Clara lo miró por encima del borde del libro. Sus ojos brillaban con una mezcla de ternura y picardía.
—Claro que lo sé. Pero dilo otra vez.
—Te amo.
—Y yo a ti. —Se inclinó a besarlo, con un gesto delicado que le hizo olvidar el calor, la gente alrededor, todo.
Cuando se separaron, Clara le puso el sombrero en la cabeza de nuevo y estalló en carcajadas.
—Pareces un turista perdido.
—Y tú pareces la mujer de la que estoy irremediablemente enamorado.
—Me gusta cómo suena eso —susurró ella.
Era uno de esos días que parecen tan sencillos, tan cotidianos, que uno jamás piensa que puedan convertirse en un recuerdo imborrable.
El presente volvió como una bofetada. Adrián sintió que el pecho le dolía de tanto extrañarla. Cerró el álbum con cuidado. Si pudiera, viviría atrapado en ese día, en ese parque, sin este silencio asfixiante.
Pero Clara ya no estaba.
Y Leo… Leo era lo único que quedaba.
En su habitación, Leo estaba tumbado en la cama con el portátil sobre el pecho. Navegaba en redes, viendo a sus compañeros del colegio compartir fotos de sus vacaciones, de salidas a conciertos, de cualquier cosa que no fuera el duelo.
A veces se preguntaba cómo habría sido su vida si Clara no hubiera muerto. Si no se hubiera mudado con Adrián. Si no sintiera esa presión constante de no decepcionarla, incluso después de muerta.
Cerró el portátil y se quedó mirando el techo.
Se sentía atrapado entre dos edades: demasiado grande para que lo trataran como un niño, demasiado pequeño para saber quién era.
Con timidez, deslizó la mano bajo la camiseta y recorrió su propio abdomen, intentando reconocer su cuerpo como algo suyo, no como un reflejo de las expectativas de nadie. Sintió pudor. Y un poco de curiosidad.
Pasó los dedos sobre su pecho, su vientre, hasta que un cosquilleo extraño le erizó la piel. Avergonzado, apartó la mano de inmediato y se incorporó, con el corazón acelerado.
—Idiota… —murmuró, con las mejillas encendidas.
Se levantó y fue al baño a echarse agua en la cara. Observó su reflejo: los pómulos más marcados que un par de años atrás, la sombra incipiente de barba, los ojos cansados. Quería gustarse. Entenderse. Saber qué lugar ocupaba ahora en el mundo.
Al salir del baño, se dispuso a volver a su habitación. Pero al doblar el pasillo, chocó de frente con Adrián. El impacto hizo que algo se le cayera de las manos.

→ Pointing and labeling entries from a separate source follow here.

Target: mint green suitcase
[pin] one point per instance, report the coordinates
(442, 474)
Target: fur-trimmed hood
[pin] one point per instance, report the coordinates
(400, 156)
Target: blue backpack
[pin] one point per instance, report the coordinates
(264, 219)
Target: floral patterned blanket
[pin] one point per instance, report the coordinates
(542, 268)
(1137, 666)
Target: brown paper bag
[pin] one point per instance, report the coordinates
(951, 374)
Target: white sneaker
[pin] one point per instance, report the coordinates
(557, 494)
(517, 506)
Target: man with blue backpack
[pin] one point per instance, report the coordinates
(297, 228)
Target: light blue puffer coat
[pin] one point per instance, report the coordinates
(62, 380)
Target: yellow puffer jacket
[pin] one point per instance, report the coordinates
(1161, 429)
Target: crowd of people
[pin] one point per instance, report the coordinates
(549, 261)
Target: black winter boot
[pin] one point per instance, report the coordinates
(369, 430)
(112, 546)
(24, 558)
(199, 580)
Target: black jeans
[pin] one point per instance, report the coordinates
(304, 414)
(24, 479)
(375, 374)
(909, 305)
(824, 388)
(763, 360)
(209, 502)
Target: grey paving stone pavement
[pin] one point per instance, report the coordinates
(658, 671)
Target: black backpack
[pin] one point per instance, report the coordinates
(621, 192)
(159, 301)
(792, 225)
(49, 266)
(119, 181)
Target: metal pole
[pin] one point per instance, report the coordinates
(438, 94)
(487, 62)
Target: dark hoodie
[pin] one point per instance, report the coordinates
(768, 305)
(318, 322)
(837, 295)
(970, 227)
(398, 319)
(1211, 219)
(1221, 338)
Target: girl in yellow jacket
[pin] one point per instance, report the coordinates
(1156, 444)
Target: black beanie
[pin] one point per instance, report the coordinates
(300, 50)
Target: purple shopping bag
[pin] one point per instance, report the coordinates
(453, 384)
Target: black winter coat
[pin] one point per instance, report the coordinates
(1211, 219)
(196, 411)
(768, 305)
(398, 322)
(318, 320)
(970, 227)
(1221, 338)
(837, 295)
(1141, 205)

—Cuidado —dijo Leo, dando un paso atrás.
Cuando bajó la vista, vio la foto.
Clara sonriendo, sentada en un sofá. La misma imagen que había visto miles de veces en portarretratos por toda la casa.
Sintió que algo se rompía dentro de él.
—¿Otra vez? —preguntó con un hilo de voz.
—Leo… —Adrián se agachó a recoger la foto, con el gesto dolido—. Sólo… me hace bien recordarla.
—¿Te hace bien? —repitió Leo, temblando de rabia—. ¿Crees que a mí también? ¿Crees que quiero que todo aquí siga igual que cuando ella estaba viva?
—Es lo único que me queda de ella… —murmuró Adrián.
—¡Pues a mí también me quedaba ella! —gritó Leo, sintiendo que las lágrimas le nublaban la vista—. Pero ya no está. ¡No está! Y tú sigues fingiendo que va a regresar si llenas todo de sus fotos y de su ropa y de sus recuerdos.
Adrián abrió la boca, pero no encontró palabras.
—¡No quiero seguir viviendo en un museo de mi hermana! —Leo se frotó los ojos con el dorso de la mano, sollozando—. Quiero… quiero poder recordarla sin que me duela tanto. Sin que parezca que si cierro los ojos un segundo, tú la vas a traer de vuelta.